1. The only grown ass men whose approval you seek are the bouncers at the bars downtown. Incidentally, they are they only men who ever deny you.
2. You know the kind of clothes you like, but sadly, you’ve spilled wine on all of them.
3. You prefer to hang around heterosexual men most of the time because they make the best drinking buddies. However, you cannot keep up with them. Stop trying, for your liver’s sake.
4. You make it a point to apologize in advance for your behavior tonight.
5. You willingly let your house get trashed for keggers. You’ve found beer bottles in the dishwasher, fifths in the washing machine, and cigarettes in the toilet.
6. You create aliases, lie about your age, and have successfully convinced an entire party that you were a foreign exchange student from Spain. Honesty and Heineken never make a good mixed drink.

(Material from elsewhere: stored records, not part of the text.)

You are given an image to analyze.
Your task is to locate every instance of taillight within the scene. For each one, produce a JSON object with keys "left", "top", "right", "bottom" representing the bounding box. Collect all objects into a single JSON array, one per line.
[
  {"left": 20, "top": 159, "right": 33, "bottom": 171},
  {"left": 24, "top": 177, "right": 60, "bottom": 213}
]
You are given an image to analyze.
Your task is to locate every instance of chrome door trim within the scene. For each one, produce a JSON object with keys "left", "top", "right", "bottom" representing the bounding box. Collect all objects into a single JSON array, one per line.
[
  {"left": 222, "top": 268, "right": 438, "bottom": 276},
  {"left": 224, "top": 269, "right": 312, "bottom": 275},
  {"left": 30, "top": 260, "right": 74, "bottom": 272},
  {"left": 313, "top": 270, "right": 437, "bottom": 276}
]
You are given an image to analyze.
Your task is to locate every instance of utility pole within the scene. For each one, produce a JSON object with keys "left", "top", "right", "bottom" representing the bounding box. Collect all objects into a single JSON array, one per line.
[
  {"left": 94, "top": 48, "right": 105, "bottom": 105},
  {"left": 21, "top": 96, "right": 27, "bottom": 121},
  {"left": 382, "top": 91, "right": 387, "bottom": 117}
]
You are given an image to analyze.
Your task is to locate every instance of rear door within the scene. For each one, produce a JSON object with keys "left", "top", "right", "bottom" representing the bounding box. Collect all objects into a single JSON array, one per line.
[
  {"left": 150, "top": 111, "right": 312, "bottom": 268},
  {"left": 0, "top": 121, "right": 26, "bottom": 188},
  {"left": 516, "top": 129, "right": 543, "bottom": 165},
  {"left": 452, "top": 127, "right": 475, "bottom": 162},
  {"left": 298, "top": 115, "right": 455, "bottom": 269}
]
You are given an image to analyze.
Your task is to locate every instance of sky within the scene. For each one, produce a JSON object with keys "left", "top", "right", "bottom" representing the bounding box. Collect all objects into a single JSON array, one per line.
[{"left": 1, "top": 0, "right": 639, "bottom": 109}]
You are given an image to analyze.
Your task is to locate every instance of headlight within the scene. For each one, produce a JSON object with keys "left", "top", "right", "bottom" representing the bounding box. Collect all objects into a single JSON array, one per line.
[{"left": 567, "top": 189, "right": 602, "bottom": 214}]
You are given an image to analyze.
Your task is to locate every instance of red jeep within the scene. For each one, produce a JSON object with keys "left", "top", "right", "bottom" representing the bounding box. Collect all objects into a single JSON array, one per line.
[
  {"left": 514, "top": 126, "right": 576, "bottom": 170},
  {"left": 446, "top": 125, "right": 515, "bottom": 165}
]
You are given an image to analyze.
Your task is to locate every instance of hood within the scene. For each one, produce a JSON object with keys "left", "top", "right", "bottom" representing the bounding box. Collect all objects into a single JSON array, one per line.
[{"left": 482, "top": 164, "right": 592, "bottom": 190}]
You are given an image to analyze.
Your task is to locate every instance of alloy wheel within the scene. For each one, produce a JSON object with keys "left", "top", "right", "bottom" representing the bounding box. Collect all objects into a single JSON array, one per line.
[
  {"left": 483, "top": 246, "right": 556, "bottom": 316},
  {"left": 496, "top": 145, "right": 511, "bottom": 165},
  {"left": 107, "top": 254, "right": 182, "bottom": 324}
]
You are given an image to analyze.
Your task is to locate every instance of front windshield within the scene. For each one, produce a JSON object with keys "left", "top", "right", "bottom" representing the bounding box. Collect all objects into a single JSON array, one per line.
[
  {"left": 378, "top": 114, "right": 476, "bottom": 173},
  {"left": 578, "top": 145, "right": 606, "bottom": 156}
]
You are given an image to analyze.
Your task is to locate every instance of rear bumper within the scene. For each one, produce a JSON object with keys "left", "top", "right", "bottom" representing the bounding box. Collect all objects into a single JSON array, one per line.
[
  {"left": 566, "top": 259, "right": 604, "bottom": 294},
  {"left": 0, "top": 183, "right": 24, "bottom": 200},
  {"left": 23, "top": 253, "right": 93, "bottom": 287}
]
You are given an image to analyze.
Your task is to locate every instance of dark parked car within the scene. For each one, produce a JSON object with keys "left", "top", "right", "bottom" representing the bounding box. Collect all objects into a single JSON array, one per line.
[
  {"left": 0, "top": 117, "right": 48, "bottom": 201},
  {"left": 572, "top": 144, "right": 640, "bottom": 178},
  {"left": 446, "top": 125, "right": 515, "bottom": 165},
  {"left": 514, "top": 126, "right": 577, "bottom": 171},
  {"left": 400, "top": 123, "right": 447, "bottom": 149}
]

7. You critique politicians ruthlessly by the time your BAC reaches .05. You can only wholly explain the Arab-Israeli conflict after the third beer and you have Pabst Blue Ribbon to thank for the ‘A’ in that class.
8. You can never master the headstand in yoga class, but a keg stand is a weekly ritual.
9. You’ve had a conversation wherein you and your friends determined that since beer has yeast and bread has yeast, beer is bread; therefore, a beer first thing in the morning is no less nutritious than a piece of toast.
10. You wake up in your party clothes from the night before, add a blazer, and head out to work.
11. Blood is thicker than water, but margaritas are thicker than blood. Caribbean family vacations tend to involve all three.
12. You’re not jealous of your Olympian friend because you’ve competed in Beer Olympics on several occasions.
13. You compliment the bartender and the men surrounding the bar incessantly. He’s kinda cute; moreover, he’ll get you free drinks.
I’m in no rush to become a grown ass woman. If we skip the nights of stumbling down dimly lit boulevards and belting out “Sweet Caroline” at karaoke night and making friends with homeless street performers, we’ll have nothing to reminisce about when we’re tired and grey. Eventually, we’ll have to turn in our Barefoot bottles for baby bottles and fake IDs for business cards. But until then—be wild, be free, be young.